Clean Energy Investment Hits Record $686 Billion in 2025
Global renewable energy investment soared to $686 billion last year, with solar and wind making up more than half of all deals for the first time. The surge shows clean energy becoming the mainstream choice for investors worldwide.
The world just put its money where its mouth is on climate action, investing a record $686 billion in renewable energy projects during 2025.
Solar and wind power led the charge, accounting for $117.4 billion in deals and representing more than half of total renewable energy transactions for the first time ever. Global deal value jumped 35% to reach $217.7 billion, according to a new report from Grant Thornton UK and Clean Energy Pipeline.
The numbers tell a story of clean energy going mainstream. Investors are now treating renewable projects with the same rigor as traditional infrastructure, carefully analyzing each wind farm and solar array based on its unique strengths and risks.
One fascinating shift: more than a third of investors now see legitimate value in "repowering" existing renewable sites. Instead of abandoning solar panels or wind turbines at the end of their lifespan, developers can rebuild and upgrade them to keep producing clean energy for decades more.
The market is getting smarter too. Investors wait until projects have secured planning permissions and grid connections before committing serious capital, with 71% holding back until late-stage development. That patience reflects growing sophistication in how the industry evaluates risk.

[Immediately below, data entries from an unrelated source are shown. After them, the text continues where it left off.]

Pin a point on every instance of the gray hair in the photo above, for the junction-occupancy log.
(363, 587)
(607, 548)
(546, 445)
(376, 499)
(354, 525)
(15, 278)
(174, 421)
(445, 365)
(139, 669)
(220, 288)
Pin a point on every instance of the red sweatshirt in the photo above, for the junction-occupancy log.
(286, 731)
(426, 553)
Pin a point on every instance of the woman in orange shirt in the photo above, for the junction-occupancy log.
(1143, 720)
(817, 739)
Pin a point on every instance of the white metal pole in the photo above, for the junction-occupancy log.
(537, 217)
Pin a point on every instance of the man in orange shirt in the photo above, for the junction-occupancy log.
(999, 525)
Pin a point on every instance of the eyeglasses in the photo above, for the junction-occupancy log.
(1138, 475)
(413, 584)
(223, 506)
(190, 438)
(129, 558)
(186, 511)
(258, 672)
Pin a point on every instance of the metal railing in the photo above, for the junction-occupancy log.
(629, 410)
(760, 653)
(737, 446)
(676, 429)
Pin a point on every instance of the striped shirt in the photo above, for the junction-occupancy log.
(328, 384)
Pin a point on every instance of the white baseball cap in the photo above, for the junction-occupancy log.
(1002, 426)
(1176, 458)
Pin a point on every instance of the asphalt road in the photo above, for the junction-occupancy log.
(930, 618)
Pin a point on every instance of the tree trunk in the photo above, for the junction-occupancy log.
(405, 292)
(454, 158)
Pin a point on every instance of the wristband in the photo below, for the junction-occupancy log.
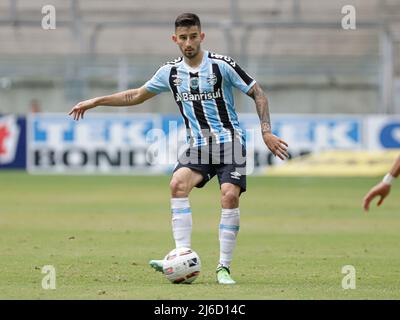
(388, 179)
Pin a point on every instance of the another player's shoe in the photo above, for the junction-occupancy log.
(224, 275)
(156, 265)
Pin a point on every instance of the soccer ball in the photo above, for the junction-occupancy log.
(181, 265)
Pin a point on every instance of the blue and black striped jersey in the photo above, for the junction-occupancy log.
(204, 95)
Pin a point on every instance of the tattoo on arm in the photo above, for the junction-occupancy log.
(129, 97)
(262, 107)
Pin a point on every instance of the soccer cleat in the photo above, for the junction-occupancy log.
(224, 275)
(156, 265)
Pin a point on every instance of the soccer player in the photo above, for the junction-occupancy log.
(382, 189)
(201, 83)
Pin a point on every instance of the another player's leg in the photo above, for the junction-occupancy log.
(228, 230)
(182, 182)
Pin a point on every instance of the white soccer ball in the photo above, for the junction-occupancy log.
(181, 265)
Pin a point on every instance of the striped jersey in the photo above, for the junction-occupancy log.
(204, 96)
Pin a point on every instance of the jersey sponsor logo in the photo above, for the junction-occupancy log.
(187, 96)
(225, 58)
(212, 79)
(177, 81)
(9, 135)
(194, 83)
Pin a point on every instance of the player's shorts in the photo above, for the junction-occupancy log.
(226, 160)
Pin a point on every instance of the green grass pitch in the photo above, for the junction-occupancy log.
(100, 231)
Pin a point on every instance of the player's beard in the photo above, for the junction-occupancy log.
(192, 53)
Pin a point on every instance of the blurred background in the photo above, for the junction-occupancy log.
(309, 65)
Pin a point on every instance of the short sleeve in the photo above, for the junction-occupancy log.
(238, 77)
(159, 82)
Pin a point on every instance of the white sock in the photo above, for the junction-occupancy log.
(228, 230)
(181, 222)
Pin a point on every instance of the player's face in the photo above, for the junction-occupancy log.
(188, 39)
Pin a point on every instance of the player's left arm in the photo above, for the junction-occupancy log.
(275, 144)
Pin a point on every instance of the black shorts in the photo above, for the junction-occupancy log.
(226, 160)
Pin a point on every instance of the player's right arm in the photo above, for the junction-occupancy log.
(382, 189)
(121, 99)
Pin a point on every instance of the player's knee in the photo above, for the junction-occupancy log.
(230, 199)
(178, 187)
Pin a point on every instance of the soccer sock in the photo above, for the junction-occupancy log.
(228, 230)
(181, 222)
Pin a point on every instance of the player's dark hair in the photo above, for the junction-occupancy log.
(187, 20)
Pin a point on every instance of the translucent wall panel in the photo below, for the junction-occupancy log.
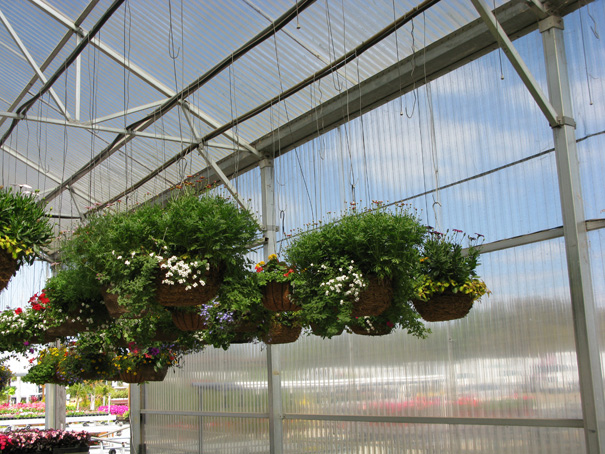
(382, 438)
(214, 381)
(171, 433)
(513, 356)
(195, 434)
(27, 281)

Battery storage is creating new opportunities and challenges. When batteries pair with solar or wind farms, they help smooth out energy delivery and capture revenue during peak demand hours. Most investors still value these components separately, though the technologies increasingly work as integrated systems.
The Ripple Effect
This investment wave reaches far beyond corporate balance sheets. Every billion dollars flowing into renewables means cleaner air for communities near coal plants, new manufacturing jobs for solar panels and wind turbines, and progress toward limiting dangerous climate change.
The shift is happening across continents, with major deals spanning Europe, Asia, Africa and the Americas. Countries competing for this capital are improving their grid infrastructure and streamlining permits, making it easier to build the next generation of clean power.

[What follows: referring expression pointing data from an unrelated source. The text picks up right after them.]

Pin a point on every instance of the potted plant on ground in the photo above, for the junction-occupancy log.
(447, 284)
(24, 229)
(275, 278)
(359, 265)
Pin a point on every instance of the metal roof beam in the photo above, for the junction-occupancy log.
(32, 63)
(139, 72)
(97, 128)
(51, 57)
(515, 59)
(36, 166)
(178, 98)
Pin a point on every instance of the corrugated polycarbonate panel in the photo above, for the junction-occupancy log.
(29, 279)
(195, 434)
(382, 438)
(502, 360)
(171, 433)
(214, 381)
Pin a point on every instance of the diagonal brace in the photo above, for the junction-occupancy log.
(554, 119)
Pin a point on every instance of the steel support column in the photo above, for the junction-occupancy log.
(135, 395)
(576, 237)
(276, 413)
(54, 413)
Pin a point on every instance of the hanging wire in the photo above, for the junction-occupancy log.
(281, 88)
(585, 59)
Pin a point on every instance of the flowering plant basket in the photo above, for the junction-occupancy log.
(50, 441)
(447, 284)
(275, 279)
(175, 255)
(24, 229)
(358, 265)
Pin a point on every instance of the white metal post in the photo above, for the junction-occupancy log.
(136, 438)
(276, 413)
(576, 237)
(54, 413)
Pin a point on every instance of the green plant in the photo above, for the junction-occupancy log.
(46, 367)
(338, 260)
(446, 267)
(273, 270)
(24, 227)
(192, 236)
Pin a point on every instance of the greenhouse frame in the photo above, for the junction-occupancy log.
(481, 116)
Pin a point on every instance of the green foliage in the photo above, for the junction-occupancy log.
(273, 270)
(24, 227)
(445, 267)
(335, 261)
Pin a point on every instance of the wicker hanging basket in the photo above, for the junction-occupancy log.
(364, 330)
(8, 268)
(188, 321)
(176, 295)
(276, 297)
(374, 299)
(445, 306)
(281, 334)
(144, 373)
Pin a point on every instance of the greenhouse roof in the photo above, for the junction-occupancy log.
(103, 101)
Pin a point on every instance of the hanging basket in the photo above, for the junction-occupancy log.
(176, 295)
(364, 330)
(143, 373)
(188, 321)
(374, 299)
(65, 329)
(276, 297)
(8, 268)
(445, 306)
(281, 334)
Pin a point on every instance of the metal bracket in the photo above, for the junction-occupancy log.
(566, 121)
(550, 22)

Jade Palmer from Grant Thornton UK notes that renewable energy valuation has become "a genuinely bespoke discipline," with investors working harder to understand each project's specific risk profile. That attention to detail benefits everyone by ensuring projects are built to last.
The momentum shows no signs of slowing as technology costs continue falling and climate concerns keep rising. What started as a niche market has become the investment opportunity of our generation.